Aggregate  (cost=2984341.71..2984341.72 rows=1 width=32)
  CTE dallas
    ->  Result  (cost=0.00..0.01 rows=1 width=32)
  CTE monthly
    ->  HashAggregate  (cost=2984341.28..2984341.43 rows=12 width=37)
          Group Key: p.month
          ->  Nested Loop  (cost=1000.00..2974947.24 rows=1878808 width=11)
                Join Filter: st_dwithin(d.center, st_transform(p.wkb_geometry, 32614), '321868'::double precision)
                ->  CTE Scan on dallas d  (cost=0.00..0.02 rows=1 width=32)
                ->  Gather  (cost=1000.00..100369.96 rows=5636426 width=43)
                      Workers Planned: 8
                      ->  Parallel Seq Scan on precipitation p  (cost=0.00..93733.53 rows=704553 width=43)
  ->  CTE Scan on monthly  (cost=0.00..0.24 rows=12 width=32)

Notice how low in the plan the Gather occurs. As mentioned in the wiki, we want Gather to be as high up as possible.
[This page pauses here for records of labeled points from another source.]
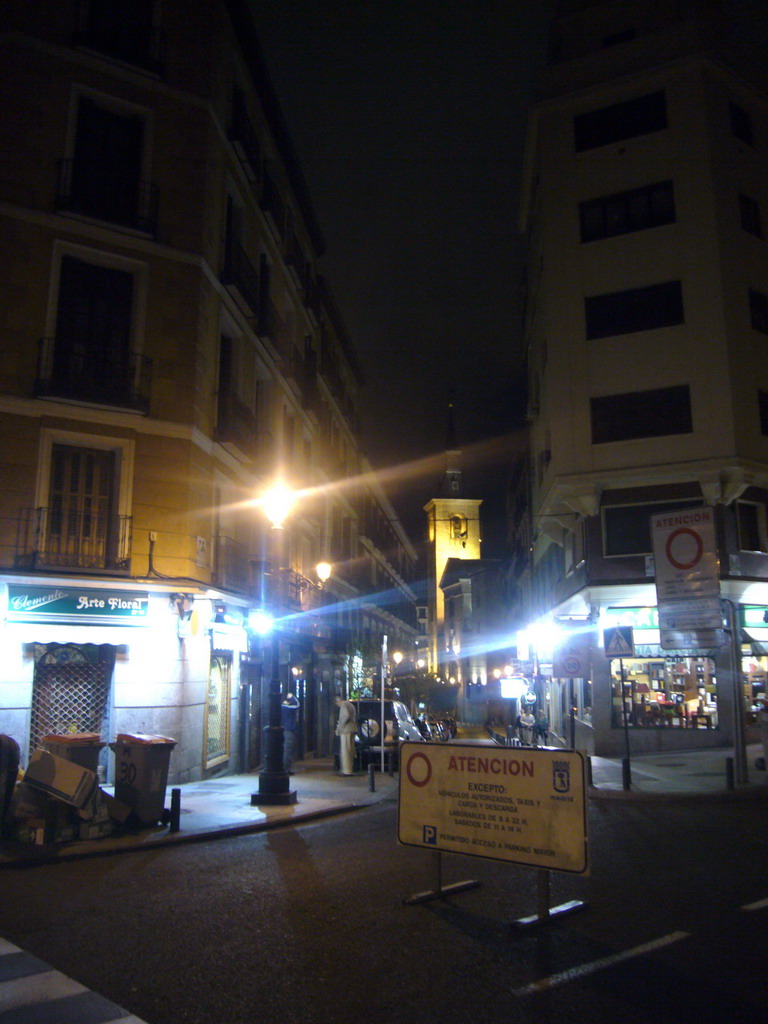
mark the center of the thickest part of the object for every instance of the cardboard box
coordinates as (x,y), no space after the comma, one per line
(60,778)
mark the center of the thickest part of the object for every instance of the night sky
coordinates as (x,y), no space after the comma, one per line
(409,121)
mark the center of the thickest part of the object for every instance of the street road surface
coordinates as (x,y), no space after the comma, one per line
(307,926)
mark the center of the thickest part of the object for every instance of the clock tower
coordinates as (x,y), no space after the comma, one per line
(453,531)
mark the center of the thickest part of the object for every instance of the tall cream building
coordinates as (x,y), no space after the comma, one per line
(645,201)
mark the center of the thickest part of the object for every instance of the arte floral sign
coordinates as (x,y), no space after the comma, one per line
(61,604)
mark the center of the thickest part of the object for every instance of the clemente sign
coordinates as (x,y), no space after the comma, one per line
(523,806)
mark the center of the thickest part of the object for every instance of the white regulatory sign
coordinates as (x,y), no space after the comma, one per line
(685,554)
(523,805)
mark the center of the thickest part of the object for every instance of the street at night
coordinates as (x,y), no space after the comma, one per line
(307,924)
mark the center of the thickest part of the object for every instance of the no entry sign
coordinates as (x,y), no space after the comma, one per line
(685,554)
(523,805)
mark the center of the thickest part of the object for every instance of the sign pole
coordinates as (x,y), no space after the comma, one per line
(628,772)
(439,890)
(383,696)
(739,748)
(545,912)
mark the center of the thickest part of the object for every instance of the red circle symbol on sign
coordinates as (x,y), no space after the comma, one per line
(685,559)
(418,774)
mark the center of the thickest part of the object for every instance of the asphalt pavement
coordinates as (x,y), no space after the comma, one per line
(219,807)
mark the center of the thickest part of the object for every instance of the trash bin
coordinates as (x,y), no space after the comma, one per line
(141,764)
(81,748)
(8,773)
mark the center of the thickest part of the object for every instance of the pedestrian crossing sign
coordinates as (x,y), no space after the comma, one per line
(619,641)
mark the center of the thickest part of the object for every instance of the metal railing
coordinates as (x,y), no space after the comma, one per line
(97,192)
(231,566)
(74,539)
(133,42)
(92,373)
(240,273)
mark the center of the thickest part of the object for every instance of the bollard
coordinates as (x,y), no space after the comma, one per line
(175,809)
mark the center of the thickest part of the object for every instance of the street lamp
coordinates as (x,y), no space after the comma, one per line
(274,784)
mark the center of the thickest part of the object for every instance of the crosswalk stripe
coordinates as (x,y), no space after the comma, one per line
(32,992)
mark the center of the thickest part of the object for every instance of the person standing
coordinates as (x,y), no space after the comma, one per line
(526,727)
(289,718)
(542,726)
(345,730)
(762,704)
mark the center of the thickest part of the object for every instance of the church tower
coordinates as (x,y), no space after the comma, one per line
(453,531)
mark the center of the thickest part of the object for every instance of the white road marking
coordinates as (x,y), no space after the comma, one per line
(759,905)
(580,972)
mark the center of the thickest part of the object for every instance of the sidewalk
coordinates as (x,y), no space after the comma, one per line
(685,774)
(220,807)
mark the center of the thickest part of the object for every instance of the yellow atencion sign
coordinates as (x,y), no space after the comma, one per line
(523,805)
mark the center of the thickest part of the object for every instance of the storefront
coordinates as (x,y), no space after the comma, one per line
(109,660)
(664,699)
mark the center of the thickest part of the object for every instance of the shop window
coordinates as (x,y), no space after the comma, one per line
(664,693)
(759,310)
(90,356)
(750,215)
(628,211)
(635,309)
(573,548)
(641,414)
(217,709)
(740,121)
(459,528)
(638,116)
(627,527)
(751,526)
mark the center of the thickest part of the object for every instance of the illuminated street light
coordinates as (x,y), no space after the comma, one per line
(274,784)
(278,504)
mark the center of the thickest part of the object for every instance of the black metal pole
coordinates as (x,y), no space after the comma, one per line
(626,764)
(274,782)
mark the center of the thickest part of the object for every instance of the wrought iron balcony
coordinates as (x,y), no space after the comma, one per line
(246,141)
(231,568)
(280,590)
(241,278)
(74,540)
(92,374)
(96,192)
(135,43)
(272,205)
(237,424)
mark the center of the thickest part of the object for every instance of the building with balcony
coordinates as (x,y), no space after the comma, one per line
(169,347)
(643,203)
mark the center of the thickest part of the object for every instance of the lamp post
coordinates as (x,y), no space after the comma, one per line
(274,784)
In this case we want Gather to happen above Nested Loop so that the loop itself is run in parallel. As it is, the query with parallelism takes almost twice as long as without. Bummer.

That same wiki page also mentions that “common table expressions may not appear below” Gather, and there’s our clue. I put the center point of Dallas into a CTE both for readability and so that it only runs once (CTEs are materialized).
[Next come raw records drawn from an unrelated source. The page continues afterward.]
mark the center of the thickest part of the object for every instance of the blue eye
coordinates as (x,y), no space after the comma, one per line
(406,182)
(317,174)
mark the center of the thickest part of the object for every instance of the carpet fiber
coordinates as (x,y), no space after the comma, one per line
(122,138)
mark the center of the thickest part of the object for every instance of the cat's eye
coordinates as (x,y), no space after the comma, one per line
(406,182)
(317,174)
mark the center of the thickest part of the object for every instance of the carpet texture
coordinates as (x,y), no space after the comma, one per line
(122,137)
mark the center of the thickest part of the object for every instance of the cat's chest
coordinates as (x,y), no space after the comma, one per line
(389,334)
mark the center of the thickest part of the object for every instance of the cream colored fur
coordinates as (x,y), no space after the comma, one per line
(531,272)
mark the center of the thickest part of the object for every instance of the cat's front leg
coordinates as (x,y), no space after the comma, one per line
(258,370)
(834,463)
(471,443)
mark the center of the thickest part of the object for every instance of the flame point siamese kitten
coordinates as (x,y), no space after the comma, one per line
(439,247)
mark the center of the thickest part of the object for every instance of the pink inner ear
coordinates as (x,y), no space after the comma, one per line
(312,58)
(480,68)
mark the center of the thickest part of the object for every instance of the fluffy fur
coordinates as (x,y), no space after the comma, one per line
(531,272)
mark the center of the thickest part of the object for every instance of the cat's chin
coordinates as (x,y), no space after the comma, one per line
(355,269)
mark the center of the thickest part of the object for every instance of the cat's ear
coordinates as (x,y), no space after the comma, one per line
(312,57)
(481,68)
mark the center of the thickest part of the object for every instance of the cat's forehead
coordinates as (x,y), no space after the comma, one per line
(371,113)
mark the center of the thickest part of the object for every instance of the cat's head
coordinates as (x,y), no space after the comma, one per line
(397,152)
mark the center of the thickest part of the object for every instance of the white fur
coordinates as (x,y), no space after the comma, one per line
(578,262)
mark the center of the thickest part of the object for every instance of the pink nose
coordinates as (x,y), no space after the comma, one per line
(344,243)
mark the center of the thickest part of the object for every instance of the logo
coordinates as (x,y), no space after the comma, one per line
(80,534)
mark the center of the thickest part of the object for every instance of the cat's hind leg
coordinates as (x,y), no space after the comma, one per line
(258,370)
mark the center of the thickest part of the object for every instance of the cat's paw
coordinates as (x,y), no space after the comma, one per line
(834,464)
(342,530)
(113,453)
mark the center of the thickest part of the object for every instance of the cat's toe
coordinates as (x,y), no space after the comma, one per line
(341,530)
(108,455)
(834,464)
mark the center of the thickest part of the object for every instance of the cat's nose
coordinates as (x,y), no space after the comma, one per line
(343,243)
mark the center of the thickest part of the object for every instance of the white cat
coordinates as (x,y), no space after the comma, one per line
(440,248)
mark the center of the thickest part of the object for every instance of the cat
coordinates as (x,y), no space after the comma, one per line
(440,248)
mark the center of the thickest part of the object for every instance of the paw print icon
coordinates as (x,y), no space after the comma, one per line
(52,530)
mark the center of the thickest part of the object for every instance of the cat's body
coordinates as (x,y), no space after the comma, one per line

My CTE appears to be preventing Gather from moving up, and thereby foils my attempt to parallelize the loop. Let’s remove it and see what happens.

WITH
monthly AS (
  SELECT p.month, AVG(p.globvalue) AS inches
  FROM precipitation AS p
  WHERE ST_DWithin(ST_Transform(ST_GeomFromText('POINT(-96.7970 32.7767 )', 4326), 32614), ST_Transform(p.wkb_geometry, 32614), 200 * 1609.34)
  GROUP BY p.month
)

SELECT SUM(inches) AS total
FROM monthly;

That totally works!

Aggregate  (cost=448198.71..448198.72 rows=1 width=32)
  CTE monthly
    ->  Finalize GroupAggregate  (cost=448197.32..448198.43 rows=12 width=37)
          Group Key: p.month
          ->  Sort  (cost=448197.32..448197.56 rows=96 width=37)
                Sort Key: p.month
                ->  Gather  (cost=448184.41..448194.16 rows=96 width=37)
                      Workers Planned: 8
                      ->  Partial HashAggregate  (cost=447184.41..447184.56 rows=12 width=37)
                            Group Key: p.month
                            ->  Parallel Seq Scan on precipitation p  (cost=0.00..446010.16 rows=234851 width=11)
                                  Filter: st_dwithin('0101000020667F000096ACDD3C3A8E2541EE21773544AF4B41'::geometry, st_transform(wkb_geometry, 32614), '321868'::double precision)
  ->  CTE Scan on monthly  (cost=0.00..0.24 rows=12 width=32)

8 workers planned, and it takes about 1/8 of the time. And that’s with parallel_tuple_cost set back to the default 0.1. So be careful with your common table expressions. They can cut both ways.